In 2015, IFC submitted a request to revise an ordinance to allow for social service providers like IFC to include “dining” as a permissible use in some zoning districts. They needed the ordinance to change so they could move their community kitchen from Chapel Hill to their Carrboro building.
The board first held a public hearing for people to comment on this issue in March 2016.
Aaron Nelson, president and CEO of the Chamber for a Greater Chapel Hill-Carrboro, said in the hearing the Chamber didn't think the amendment was appropriate for the central business district.
“We must also make plans ... to listen to what the business community is saying, and plan to maintain a safe and attractive downtown,” Nelson said in 2016.
Braxton Foushee, a former member of the Carrboro Board of Aldermen, said it aligns with Carrboro's values to place food services in an accessible location.

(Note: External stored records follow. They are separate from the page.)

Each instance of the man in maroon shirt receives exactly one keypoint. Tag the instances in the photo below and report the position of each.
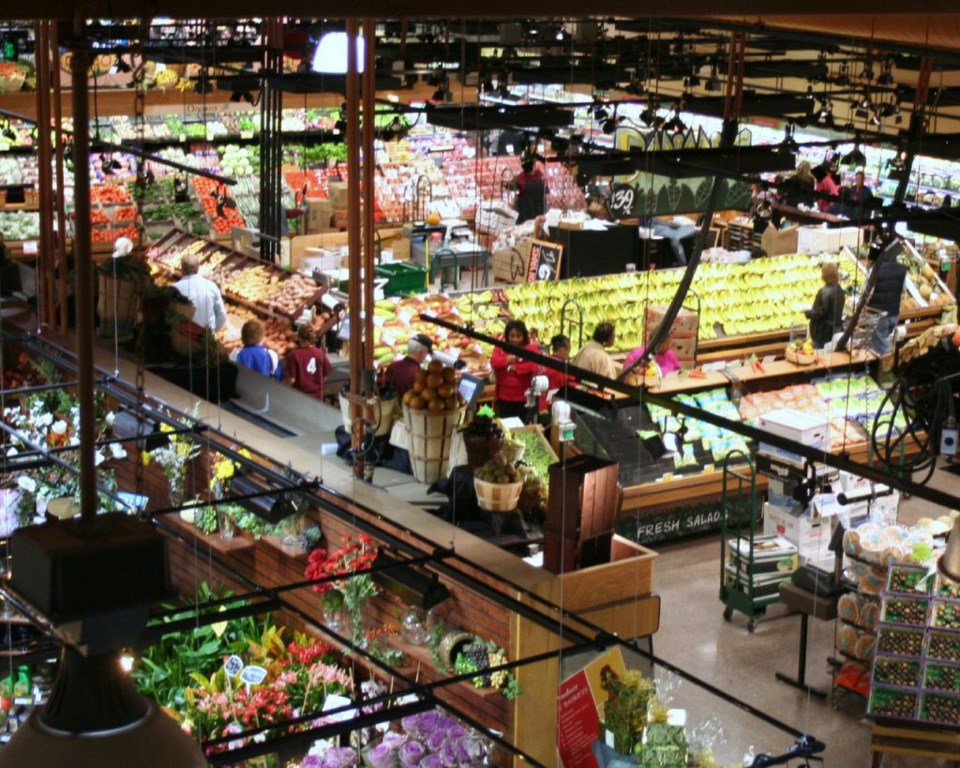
(306, 367)
(402, 373)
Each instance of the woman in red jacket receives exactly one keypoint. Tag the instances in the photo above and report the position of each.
(513, 374)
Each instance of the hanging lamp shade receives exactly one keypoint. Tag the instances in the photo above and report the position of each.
(949, 562)
(330, 57)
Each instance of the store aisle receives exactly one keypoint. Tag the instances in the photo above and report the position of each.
(694, 636)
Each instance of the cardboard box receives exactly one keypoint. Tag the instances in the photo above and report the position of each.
(319, 215)
(811, 537)
(337, 192)
(686, 322)
(804, 428)
(510, 264)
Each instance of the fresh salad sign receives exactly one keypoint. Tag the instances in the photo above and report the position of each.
(649, 194)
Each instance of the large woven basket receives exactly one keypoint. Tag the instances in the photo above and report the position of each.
(497, 497)
(799, 358)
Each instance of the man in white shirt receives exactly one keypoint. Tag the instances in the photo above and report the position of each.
(203, 294)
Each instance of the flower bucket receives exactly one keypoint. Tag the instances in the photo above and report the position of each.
(497, 497)
(63, 508)
(430, 435)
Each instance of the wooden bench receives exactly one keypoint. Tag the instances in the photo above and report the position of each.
(914, 741)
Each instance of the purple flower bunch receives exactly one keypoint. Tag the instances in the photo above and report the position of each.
(428, 740)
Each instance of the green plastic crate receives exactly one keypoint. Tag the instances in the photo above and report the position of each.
(402, 279)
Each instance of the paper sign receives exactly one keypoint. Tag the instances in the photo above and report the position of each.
(232, 666)
(253, 675)
(334, 701)
(577, 722)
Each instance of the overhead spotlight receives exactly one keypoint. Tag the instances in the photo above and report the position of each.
(843, 76)
(610, 124)
(886, 76)
(854, 157)
(675, 124)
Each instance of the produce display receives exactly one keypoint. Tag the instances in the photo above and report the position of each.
(20, 225)
(396, 320)
(434, 389)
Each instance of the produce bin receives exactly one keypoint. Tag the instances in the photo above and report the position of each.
(402, 279)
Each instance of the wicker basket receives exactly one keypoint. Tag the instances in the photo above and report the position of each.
(800, 358)
(497, 497)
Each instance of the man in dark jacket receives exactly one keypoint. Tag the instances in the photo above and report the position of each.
(885, 297)
(826, 315)
(401, 374)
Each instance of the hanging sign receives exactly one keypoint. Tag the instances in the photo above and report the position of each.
(544, 261)
(233, 666)
(622, 201)
(253, 675)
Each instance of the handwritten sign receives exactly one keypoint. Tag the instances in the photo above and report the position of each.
(544, 261)
(621, 202)
(233, 666)
(253, 675)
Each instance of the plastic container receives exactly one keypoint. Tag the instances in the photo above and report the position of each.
(941, 677)
(900, 703)
(940, 708)
(943, 645)
(905, 610)
(897, 672)
(402, 279)
(497, 497)
(904, 580)
(899, 642)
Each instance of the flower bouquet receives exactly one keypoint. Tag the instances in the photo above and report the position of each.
(355, 587)
(482, 657)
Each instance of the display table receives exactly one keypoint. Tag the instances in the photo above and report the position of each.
(807, 604)
(914, 741)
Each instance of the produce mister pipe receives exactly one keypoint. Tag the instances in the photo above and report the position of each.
(354, 257)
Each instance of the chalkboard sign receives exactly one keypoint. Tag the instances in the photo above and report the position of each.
(621, 202)
(544, 261)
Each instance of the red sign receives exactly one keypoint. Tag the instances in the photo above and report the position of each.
(578, 724)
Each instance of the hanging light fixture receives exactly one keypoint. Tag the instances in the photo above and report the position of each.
(330, 57)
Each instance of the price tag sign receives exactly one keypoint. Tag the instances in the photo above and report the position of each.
(233, 666)
(335, 701)
(253, 675)
(621, 202)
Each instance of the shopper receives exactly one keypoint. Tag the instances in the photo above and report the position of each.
(203, 294)
(532, 189)
(254, 355)
(306, 367)
(885, 297)
(593, 357)
(826, 314)
(401, 374)
(665, 358)
(826, 185)
(513, 374)
(797, 189)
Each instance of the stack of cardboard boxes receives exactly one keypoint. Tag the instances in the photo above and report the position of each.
(581, 513)
(683, 333)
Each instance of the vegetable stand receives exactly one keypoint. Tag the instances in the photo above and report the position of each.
(751, 567)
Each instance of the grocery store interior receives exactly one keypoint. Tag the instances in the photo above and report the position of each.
(411, 389)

“The Carrboro way ... is for us to serve the less fortunate than we are: the homeless, the men with illness and the food insufficiency,” Foushee said at the same meeting. “I would like for this venue to be in a location that is accessible to all.”
Romaine said the new FoodFirst location is easy to reach by foot, bicycle and transit and is near affordable rental housing.
“I think it is going to be a real anchor in the community,” she said. “Because it would be so accessible to so many people who are in need of supplemental food, which is just one more reason that I’m so excited about the plan.”